Tuesday, 8 September 2009

ALT-C 2009 Day One Round-up

As this is my first post-holiday post I'll try and keep it brief. I'm in Manchester for the next couple of days for ALT-C. ALT is the Association for Learning Technology and the C bit stands for Conference. It's a chance to spend a few days feeling confused about which of the ten parallel sessions you want to attend and more generally hobnobbing with other learning technologists and professionals in the education sectors.

This year's conference got off to a good start, thanks to a keynote from Michael Wesch, which covered identity, the search for authentic self, the history of "whatever", and how this is all looking in our new age of digital media. If you haven't heard of Michael Wesch before I strongly recommend having a look at his short and informative videos on YouTube - specifically The Machine Is Us/ing Us and A Vision of Students Today.

Wesch was funny, knowledgable and sometimes just plain endearing. He began by talking about his experiences in Papua New Guinea, living with people who have no (or perhaps next to no) experience in the way of exposure to digital media, the Internet, or any of the devices that conspire to keep us constantly "connected". According to Wesch, the people he stayed with don't even have names (that they can remember), their village and community are so tight-knit. It made an interesting contrast to his following description of mass civilisation, in which the search for recognition and desire to escape from anonymity have become so crucial that flocks of consumers become hell-bent on winning the next American Idol contest.

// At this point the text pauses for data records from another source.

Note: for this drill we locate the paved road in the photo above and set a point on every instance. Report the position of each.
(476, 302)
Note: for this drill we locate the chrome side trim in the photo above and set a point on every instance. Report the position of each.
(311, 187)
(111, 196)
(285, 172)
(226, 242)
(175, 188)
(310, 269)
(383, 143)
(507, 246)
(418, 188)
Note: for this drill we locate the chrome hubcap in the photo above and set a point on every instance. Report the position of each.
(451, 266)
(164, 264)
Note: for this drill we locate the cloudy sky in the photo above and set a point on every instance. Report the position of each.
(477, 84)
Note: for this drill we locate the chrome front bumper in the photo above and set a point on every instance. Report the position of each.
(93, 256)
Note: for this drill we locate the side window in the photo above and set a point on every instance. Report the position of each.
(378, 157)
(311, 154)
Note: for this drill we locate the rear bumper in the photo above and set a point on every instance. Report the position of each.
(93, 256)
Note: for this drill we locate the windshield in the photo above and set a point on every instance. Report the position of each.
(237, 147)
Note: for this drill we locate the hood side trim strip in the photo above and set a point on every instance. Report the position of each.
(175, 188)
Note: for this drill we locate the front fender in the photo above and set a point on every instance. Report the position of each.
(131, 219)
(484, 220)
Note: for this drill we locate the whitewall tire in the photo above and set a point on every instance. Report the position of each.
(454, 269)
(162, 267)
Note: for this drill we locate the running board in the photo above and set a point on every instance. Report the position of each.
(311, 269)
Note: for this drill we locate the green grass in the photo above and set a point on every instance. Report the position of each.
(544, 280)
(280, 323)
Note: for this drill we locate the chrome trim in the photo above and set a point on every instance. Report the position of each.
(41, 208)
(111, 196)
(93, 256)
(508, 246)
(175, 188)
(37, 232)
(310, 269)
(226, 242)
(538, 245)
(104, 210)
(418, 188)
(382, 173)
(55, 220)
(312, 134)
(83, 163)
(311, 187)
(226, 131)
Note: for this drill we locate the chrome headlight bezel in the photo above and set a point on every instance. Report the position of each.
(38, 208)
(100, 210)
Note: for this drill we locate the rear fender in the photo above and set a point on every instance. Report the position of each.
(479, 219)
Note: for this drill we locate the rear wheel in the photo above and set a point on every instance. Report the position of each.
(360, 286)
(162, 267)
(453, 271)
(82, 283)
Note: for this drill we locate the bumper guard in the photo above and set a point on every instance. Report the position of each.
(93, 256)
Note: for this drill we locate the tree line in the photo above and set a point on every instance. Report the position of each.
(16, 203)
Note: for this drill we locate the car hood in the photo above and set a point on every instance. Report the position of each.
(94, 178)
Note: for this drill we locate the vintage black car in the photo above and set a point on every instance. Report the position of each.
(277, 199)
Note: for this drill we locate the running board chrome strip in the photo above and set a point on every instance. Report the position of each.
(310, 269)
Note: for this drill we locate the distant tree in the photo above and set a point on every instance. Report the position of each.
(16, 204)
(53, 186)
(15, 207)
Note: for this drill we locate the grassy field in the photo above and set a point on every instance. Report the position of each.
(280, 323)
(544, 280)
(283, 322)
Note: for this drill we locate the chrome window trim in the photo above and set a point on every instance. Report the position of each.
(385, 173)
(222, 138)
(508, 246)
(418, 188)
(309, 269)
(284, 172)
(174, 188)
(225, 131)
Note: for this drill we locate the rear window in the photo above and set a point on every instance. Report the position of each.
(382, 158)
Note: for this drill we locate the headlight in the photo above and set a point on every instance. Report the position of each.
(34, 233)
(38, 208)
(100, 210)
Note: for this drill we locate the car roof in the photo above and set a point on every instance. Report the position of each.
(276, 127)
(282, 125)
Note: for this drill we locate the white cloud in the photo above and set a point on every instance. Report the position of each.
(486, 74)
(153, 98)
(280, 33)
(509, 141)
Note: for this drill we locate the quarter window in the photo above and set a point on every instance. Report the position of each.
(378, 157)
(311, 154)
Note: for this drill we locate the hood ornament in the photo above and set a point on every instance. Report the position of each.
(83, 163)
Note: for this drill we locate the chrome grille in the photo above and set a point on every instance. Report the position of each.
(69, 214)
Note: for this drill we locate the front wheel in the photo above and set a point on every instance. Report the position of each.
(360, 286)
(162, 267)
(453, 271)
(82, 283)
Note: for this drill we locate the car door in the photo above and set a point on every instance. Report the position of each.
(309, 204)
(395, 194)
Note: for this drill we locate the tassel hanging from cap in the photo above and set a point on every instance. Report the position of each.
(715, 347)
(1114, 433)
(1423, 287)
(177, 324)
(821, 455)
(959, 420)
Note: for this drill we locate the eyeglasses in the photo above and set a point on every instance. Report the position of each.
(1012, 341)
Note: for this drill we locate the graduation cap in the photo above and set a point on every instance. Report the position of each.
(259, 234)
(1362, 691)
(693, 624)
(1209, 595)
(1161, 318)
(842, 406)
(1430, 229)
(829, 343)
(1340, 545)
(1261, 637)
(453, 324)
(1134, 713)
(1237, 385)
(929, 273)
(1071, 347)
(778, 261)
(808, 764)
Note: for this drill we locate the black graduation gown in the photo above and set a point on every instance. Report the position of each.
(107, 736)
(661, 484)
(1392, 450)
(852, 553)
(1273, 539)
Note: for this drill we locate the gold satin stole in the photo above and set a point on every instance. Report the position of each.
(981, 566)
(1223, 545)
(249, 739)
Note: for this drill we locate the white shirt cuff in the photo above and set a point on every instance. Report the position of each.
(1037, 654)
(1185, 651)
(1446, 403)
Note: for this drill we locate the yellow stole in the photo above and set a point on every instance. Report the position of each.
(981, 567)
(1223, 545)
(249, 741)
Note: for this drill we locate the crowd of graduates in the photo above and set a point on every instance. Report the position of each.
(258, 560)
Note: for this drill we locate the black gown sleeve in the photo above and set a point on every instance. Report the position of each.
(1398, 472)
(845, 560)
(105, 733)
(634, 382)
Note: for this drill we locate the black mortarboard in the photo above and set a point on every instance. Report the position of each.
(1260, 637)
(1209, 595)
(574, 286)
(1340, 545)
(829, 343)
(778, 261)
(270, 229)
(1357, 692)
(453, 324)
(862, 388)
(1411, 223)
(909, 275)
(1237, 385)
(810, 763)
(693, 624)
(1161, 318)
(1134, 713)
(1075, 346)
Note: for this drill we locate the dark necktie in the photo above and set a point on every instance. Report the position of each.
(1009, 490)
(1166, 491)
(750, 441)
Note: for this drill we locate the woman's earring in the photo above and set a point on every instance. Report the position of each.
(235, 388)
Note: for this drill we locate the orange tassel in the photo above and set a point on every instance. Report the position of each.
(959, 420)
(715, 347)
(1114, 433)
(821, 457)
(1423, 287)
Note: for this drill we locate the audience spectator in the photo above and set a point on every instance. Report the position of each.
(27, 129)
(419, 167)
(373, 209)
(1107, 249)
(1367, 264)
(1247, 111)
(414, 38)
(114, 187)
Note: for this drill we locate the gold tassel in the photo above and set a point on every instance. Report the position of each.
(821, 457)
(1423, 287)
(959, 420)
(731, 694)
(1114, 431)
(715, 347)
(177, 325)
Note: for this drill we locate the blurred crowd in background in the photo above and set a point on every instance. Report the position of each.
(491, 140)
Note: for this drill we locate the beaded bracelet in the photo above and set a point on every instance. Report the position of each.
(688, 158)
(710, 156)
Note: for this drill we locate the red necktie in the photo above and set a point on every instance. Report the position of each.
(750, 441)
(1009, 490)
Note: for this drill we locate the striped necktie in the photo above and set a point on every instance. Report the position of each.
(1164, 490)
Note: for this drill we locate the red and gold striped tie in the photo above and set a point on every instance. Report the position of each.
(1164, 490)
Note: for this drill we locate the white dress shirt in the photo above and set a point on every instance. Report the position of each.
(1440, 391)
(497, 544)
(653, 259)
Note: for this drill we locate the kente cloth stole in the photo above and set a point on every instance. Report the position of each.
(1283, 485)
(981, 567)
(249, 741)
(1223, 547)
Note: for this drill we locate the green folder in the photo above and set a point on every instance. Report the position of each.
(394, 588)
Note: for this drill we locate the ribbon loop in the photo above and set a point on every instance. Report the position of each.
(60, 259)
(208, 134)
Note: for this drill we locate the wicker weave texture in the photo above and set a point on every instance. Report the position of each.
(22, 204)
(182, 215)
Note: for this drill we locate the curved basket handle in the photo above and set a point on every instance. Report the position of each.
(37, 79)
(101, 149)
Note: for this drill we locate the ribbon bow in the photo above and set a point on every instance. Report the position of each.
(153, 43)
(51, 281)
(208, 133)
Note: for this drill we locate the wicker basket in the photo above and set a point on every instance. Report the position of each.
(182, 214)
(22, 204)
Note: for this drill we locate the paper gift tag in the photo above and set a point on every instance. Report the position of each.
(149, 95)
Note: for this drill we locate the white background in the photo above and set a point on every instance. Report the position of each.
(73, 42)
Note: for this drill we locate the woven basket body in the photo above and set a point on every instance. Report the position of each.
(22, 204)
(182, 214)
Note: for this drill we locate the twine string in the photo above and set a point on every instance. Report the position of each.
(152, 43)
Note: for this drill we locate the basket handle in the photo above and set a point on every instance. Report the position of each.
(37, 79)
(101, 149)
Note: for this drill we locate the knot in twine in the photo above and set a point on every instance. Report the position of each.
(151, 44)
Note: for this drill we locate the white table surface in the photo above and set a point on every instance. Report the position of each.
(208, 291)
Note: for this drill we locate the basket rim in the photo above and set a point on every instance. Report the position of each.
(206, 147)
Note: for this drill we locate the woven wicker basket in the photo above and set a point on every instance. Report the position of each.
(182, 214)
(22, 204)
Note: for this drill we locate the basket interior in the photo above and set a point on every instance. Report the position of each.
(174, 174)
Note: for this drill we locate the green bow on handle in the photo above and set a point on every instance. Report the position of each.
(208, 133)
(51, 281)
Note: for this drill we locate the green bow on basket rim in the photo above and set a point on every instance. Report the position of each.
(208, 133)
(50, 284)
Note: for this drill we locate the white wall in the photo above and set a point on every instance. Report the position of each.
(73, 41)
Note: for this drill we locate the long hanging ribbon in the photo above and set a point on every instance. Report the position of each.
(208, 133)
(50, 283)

I don't think Wesch actually used the word 'alienation' but for me it would have summarised this feeling perfectly. The feeling that creates this desire, that is. And I was glad that he said, despite our need to engage with digital media (as educators, technologists, and citizens, I suppose), the Papua New Guineans seemed just fine the way they were - "disconnected", which sounds perjorative perhaps because it comes from our own homogenising value system with regards to "progress".

I'd like to write about this more - it's an area that fascinates me - but I should mention some of the other sessions I've been to.

Josie Fraser hosted a symposium called "The VLE is Dead" in which a group of four panelists got to put forward their views before opening up to the floor. The panelists themselves were lively and entertaining in their responses to the audience but some expressed frustration that the debate wasn't focussing on the real issues - which when they were brought up seemed to imply that the whole factory-based education system and perhaps even the socio-political organisation of educational institutions needed to be radically changed before something like the VLE (which may only be symptomatic of these larger issues) would die.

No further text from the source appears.